RT Head Slammed For Shameless Defense of Russian Censorship: She’s ‘Saying The Quiet Bit Out Loud Now’

 

Russian media analyst Julia Davis shared a remarkable clip from Russian state media on Wednesday night in which RT head Margarita Simonyan defended Russian censorship and blamed freedom of the press for the fall of the Soviet Union.

During a Rossiya-1 broadcast on Wednesday night, Simonyan participated in a debate discussion in which she said, “We had two periods in our history of limited or no censorship, from 1905 to 1917, we remember how that ended, and during Perestroika and the following 90’s, we remember how that ended, it ended with the country’s collapse.”

“No big nation can exist without control over information,” she continued, with a translation provided by the group Russian Media Monitor. “Those who made us add to our constitution that censorship is prohibited, they understood that very well.”

“They who taught us for decades, no no no, society must be free, a developed economy can’t exist without a developed political system or a free political system, all of that is total BS,” she argued.

“Just look at China, do you like China’s economy?” she asked.

“I like it, do they have any freedom?” Simonyan added. “In the political life of their country, in the informational life of the country? No, they don’t and never had it.”

“Maybe that’s not bad, maybe that’s a good thing,” she concluded.

Many pundits and observers were quick to pounce on the clip and comment that it appeared to mark a watershed moment for Russian propaganda as the propagandists are no longer attempting to hide their efforts.

Former U.S. Ambassador to Russia Michael McFaul wrote, “When I was U.S ambassador to Russia, @M_Simonyan & other Putin propagandists tried to convince us & their citizens that Russia was a democracy. No longer. Today, they openly defend & celebrate dictatorship.”

Journalist Gavan Reilly quipped, “They’re saying the quiet bit out loud now.” Author Samuel Ramani added:

The Kremlin used to mask its autocratic pivot under phrases like “sovereign democracy” which implied Russia was democratic but with a different system from the West

Now it is fervently embracing Russia’s authoritarian identity and publicly hailing Putin’s totalitarian tilt.

Others pointed out that Simonyan once led RT’s channels across the world, including a once-prominent operation in the U.S.

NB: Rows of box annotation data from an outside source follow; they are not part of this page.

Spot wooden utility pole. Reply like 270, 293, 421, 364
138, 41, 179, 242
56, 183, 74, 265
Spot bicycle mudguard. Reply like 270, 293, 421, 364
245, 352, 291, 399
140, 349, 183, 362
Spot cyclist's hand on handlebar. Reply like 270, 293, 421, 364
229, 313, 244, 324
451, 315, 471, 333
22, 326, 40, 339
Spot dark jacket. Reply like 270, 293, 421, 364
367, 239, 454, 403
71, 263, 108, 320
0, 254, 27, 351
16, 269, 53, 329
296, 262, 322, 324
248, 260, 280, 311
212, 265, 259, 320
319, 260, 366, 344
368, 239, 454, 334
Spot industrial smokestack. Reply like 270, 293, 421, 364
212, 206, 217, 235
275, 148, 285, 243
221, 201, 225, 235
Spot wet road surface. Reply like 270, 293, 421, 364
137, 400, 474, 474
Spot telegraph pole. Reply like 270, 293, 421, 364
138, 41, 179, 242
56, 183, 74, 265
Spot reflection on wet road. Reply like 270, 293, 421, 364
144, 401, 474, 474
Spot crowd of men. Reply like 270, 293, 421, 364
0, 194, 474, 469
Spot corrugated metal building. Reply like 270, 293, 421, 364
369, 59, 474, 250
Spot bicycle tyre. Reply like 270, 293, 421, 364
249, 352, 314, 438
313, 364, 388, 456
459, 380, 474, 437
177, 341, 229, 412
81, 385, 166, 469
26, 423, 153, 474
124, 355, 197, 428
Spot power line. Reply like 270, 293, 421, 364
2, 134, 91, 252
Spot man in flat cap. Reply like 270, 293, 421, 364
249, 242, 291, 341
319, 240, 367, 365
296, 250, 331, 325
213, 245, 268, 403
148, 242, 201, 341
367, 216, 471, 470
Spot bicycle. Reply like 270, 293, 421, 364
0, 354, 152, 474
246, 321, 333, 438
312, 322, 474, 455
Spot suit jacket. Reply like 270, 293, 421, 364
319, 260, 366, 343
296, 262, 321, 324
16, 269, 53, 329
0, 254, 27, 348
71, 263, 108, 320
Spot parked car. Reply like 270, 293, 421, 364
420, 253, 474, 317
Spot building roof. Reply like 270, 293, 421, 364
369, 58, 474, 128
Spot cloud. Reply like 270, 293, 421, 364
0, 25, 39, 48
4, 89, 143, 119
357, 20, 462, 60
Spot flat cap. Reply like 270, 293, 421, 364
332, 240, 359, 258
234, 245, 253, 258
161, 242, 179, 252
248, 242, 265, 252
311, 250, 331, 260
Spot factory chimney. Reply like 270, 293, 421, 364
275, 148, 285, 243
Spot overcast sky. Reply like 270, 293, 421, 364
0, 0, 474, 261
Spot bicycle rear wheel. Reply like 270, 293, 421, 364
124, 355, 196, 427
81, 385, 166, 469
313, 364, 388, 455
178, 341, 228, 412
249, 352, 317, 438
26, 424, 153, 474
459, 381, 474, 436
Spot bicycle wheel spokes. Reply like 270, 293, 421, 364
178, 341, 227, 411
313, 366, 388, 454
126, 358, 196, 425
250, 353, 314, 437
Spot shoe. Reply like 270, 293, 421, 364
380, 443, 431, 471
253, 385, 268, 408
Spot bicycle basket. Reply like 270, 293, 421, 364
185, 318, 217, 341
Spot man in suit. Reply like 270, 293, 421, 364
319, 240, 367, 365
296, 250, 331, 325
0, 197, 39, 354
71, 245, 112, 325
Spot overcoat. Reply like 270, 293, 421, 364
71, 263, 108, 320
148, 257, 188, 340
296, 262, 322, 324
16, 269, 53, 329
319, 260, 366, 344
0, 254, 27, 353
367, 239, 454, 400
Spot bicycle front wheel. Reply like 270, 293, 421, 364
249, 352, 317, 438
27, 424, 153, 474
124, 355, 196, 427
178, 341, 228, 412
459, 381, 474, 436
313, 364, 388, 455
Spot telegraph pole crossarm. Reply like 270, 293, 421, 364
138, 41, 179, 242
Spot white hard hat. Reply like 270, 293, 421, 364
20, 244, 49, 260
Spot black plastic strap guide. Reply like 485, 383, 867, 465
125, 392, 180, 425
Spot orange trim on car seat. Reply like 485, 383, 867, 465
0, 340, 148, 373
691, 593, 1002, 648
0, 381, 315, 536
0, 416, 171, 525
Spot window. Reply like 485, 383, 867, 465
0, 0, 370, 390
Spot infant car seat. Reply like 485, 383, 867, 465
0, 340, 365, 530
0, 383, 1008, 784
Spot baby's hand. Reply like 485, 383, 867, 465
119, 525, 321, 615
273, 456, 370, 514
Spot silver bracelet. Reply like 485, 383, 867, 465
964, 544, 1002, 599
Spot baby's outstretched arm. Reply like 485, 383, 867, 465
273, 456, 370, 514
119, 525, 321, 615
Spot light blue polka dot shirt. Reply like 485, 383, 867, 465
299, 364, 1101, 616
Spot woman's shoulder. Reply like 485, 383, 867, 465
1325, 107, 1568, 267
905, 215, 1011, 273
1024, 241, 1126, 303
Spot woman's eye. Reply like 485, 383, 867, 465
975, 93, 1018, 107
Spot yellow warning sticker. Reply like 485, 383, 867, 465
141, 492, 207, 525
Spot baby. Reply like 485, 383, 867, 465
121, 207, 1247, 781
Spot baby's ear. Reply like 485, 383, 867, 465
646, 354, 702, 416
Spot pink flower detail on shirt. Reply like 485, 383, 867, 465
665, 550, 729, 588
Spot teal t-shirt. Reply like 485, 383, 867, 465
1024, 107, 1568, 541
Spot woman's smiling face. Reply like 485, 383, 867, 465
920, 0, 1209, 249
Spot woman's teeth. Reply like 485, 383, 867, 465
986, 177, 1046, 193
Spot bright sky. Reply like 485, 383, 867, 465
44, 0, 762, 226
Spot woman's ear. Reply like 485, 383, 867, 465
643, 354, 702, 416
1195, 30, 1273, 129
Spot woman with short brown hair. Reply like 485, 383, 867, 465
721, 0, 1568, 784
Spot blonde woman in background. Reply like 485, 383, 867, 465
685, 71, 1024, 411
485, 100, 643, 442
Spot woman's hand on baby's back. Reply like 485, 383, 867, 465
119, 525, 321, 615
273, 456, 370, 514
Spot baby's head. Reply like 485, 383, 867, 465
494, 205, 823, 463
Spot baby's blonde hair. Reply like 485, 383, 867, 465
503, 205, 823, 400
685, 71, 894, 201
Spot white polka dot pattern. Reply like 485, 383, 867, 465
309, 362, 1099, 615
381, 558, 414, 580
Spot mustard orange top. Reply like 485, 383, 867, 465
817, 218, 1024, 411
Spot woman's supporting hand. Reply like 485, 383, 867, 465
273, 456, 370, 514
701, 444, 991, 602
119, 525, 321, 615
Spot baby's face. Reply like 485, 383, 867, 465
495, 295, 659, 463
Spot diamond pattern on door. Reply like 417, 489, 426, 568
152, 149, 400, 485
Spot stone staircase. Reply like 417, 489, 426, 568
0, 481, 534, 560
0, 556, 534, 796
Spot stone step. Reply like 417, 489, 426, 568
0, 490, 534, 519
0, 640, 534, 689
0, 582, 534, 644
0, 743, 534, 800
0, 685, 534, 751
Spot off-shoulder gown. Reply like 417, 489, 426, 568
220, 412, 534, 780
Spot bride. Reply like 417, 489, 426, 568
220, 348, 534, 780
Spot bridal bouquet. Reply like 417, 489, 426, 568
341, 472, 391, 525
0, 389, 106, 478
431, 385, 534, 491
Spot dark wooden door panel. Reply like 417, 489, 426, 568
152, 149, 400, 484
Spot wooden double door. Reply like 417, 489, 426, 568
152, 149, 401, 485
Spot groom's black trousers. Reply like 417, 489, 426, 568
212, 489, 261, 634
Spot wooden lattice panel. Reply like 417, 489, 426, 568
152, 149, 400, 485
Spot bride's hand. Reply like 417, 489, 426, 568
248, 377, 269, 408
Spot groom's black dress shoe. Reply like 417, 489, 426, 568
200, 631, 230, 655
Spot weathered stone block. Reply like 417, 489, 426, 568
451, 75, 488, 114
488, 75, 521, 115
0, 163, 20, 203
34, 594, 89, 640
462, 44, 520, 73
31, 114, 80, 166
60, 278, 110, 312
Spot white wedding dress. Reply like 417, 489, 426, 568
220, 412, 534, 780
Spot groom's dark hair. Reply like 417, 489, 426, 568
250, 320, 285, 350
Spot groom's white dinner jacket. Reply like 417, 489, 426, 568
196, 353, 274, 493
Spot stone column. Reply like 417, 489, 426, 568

RT America shut down in early March as Russian President Vladimir Putin’s brutal invasion of Ukraine led to harsh U.S. sanctions against Russia and its overseas operations. Simonyan was personally sanctioned by the European Union.

“This is the head of Russia Today. Worth watching in full and remembering everyone who appeared on her channel, worked for it and shared its content with nonsense about how it was just an alternative point of view,” charged journalist Ben Judah.

The New Statemen’s Jeremy Cliffe was reminded of the ad campaigns RT ran on London transit: Remember when @TfL took £100,000s from RT to deck out the tube with ads promoting its preposterous slogan “Question More.”